Оставшись один, доктор сел писать эпикриз к истории болезни, и из-за приоткрытой двери зазвучало негромкое: «Хазбулат удалой! Бедна сакля твоя; золотою казной я осыплю тебя»…
О галлюцинациях и двойных стандартах
Цифры официальной статистики, как бы это выразиться помягче… не всегда отражают реальное положение дел. Общее представление – да, дают. Порою, правда, уж очень общее, вроде средней температуры по больнице или годовых доходов депутатов и политиков. Примерно так же обстоят дела и с цифрами в психиатрии: сколько заболело, сколько обратилось… заболеть-то оно, может, и заболело, а вот насчет того, чтобы обратилось, – тут возможны варианты.
Коллега тут однажды смотрела пациентку, которую привел на прием супруг – мол, пора бы вам, товарищи психиатры, обратить внимание, выказать почтение, назначить лечение… Да, согласилась доктор, давно бы уже пора.

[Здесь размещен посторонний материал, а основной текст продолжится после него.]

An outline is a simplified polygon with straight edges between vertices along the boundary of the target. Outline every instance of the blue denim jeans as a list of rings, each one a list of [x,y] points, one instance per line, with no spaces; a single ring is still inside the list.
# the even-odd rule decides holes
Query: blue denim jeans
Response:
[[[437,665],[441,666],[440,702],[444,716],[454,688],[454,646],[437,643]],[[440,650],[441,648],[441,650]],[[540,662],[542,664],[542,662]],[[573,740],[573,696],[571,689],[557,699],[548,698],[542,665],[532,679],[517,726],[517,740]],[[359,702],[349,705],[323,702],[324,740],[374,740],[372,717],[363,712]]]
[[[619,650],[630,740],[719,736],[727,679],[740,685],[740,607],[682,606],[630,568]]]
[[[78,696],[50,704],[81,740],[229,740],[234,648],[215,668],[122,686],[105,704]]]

Галлюцинации-то у уважаемой Тамары Борисовны, как вы сами говорите, уже года три или четыре, а вы ее только сейчас показать изволили. Что же так долго тянули кота за то, что ветеринар обычно ампутирует?
Да как-то оно не сильно-то и мешало, пожал плечами супруг. Ну, стала она мне жаловаться – дескать, ночами в квартире кровища хлещет, люди какие-то приходят, друг дружку режут, рубят, пилят, по квартире потом расчлененка валяется – где голова, где руки-ноги, где печенка…
– В холодильнике, – подсказала дама.
– Что? – не понял супруг.
– В холодильнике, говорю, печенка, – пояснила она. – Головы обычно на подоконнике, руки в шкафу, ноги в прихожей, возле обувной тумбы. А печенка – в холодильнике. Сердца тоже.
Ну вот, продолжал он свой рассказ, стала она мне про это рассказывать. Ну, думаю, с кем не бывает, чего только ночью не привидится.
– Так днем же остается, – снова включилась в беседу дама. – Тебе-то, может быть, оно и ладно, так ведь мне же убирать.
– Зато в квартире всегда идеальный порядок, – парировал супруг.
– После уборки-то конечно, – развела руками дама. – Головы на подоконнике в ряд, ручки-ножки в шкафах по полочкам. А пока полы от кровищи отмоешь…
– Вот я и говорю – идеально чисто, – быстренько свернул тему супруг.
– Нет, я поняла уже, что у вас там своеобразная идиллия и пастораль с колбасным цехом посреди пейзажа, – вклинилась в беседу доктор. – Но если все было так хорошо, отчего надумали обратиться?